BEIJING (REUTERS) - The recovery in China's service sector activity extended into a sixth straight month in October, an industry survey showed on Wednesday (Nov 4), with hiring picking up to the highest level in a year but overseas demand slipping.
The Caixin/Markit services Purchasing Managers' Index (PMI) rose to 56.8 from September's 54.8, the highest reading since June and staying well above the 50-mark that separates monthly growth from contraction.
The services sector, which accounts for about 60 per cent of the economy and half of urban jobs, had initially been slower to return to growth than large manufacturers, but the recovery has gathered pace in recent months.
Domestic demand drove activity, with the survey showing new export business received by Chinese services firms slipping further into contraction in October, at the fastest rate since July.

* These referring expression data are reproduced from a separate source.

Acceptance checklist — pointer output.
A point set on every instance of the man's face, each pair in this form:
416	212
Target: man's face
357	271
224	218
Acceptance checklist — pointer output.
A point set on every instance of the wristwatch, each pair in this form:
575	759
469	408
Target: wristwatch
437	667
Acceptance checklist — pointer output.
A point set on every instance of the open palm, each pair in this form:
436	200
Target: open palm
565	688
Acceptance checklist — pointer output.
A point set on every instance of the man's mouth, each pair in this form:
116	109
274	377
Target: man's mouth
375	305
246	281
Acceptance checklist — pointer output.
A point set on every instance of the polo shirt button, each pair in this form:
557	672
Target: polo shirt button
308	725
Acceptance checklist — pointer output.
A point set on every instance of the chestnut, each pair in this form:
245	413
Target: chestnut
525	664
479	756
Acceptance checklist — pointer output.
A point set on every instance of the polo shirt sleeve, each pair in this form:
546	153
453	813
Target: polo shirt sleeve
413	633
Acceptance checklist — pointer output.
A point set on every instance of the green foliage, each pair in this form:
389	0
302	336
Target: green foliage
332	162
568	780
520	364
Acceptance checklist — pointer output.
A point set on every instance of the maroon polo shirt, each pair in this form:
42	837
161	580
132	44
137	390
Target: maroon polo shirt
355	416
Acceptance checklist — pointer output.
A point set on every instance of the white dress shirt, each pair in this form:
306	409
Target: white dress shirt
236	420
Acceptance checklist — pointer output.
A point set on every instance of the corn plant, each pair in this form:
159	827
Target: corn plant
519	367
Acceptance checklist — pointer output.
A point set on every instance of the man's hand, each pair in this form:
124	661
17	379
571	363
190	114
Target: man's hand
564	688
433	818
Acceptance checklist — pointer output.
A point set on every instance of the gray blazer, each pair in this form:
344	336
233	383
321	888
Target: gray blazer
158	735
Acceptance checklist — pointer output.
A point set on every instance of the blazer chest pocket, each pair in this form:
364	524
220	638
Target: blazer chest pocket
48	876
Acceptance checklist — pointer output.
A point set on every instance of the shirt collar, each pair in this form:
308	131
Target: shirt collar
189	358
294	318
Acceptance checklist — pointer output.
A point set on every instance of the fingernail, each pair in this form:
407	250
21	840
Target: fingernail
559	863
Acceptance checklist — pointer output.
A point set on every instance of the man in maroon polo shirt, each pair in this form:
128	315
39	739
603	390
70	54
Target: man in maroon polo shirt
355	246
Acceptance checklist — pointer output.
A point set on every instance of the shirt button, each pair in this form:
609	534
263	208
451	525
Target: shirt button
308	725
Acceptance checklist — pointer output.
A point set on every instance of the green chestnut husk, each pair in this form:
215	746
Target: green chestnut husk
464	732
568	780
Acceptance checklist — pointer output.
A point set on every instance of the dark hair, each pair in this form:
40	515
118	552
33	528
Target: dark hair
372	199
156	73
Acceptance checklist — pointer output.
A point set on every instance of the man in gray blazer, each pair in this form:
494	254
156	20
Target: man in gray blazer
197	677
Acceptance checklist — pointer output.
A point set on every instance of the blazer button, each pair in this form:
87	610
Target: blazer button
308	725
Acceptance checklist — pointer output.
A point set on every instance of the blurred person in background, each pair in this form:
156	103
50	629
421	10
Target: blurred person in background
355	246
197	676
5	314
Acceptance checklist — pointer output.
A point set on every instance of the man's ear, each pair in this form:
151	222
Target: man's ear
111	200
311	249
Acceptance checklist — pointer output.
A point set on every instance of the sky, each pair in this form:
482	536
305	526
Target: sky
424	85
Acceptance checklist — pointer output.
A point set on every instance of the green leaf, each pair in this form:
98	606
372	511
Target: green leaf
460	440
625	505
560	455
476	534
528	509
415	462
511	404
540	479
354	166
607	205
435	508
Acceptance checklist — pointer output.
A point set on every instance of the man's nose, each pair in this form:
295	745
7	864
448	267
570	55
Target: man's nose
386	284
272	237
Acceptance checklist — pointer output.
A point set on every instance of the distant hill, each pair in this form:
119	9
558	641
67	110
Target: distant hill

"The second wave of coronavirus infections in Europe and the third wave in the US have significantly suppressed China's overseas demand," said Wang Zhe, senior economist at Caixin Insight Group, in comments released alongside the survey.
But firms hired more for the third month in a row and at the fastest pace since September 2019, indicating a strengthening recovery in a labour market hit hard earlier in the year by measures to curb the spread of the coronavirus.
Service firms were highly optimistic about business prospects, with a sub-index for confidence in the year rising to the strongest level since 2012.
The official PMI showed activity in China's services sector expanded at the fastest pace since 2013 in October.
Pent-up demand, stimulus-driven infrastructure expansion and surprisingly resilient exports have propelled China's rebound, though the global outlook is dimming as many Western countries battle renewed surges in virus cases, with some going back into virus lockdowns.
"In the coming months, a continued recovery of the Chinese economy is highly likely, but it is necessary to be cautious about the normalisation of monetary and fiscal policies in the post-epidemic period," Mr Wang said.
China's economy grew a weaker-than-expected 4.9 per cent in the third quarter from a year earlier. It is expected to expand around 2 per cent for the full year - the weakest in more than three decades but still much stronger than other major economies.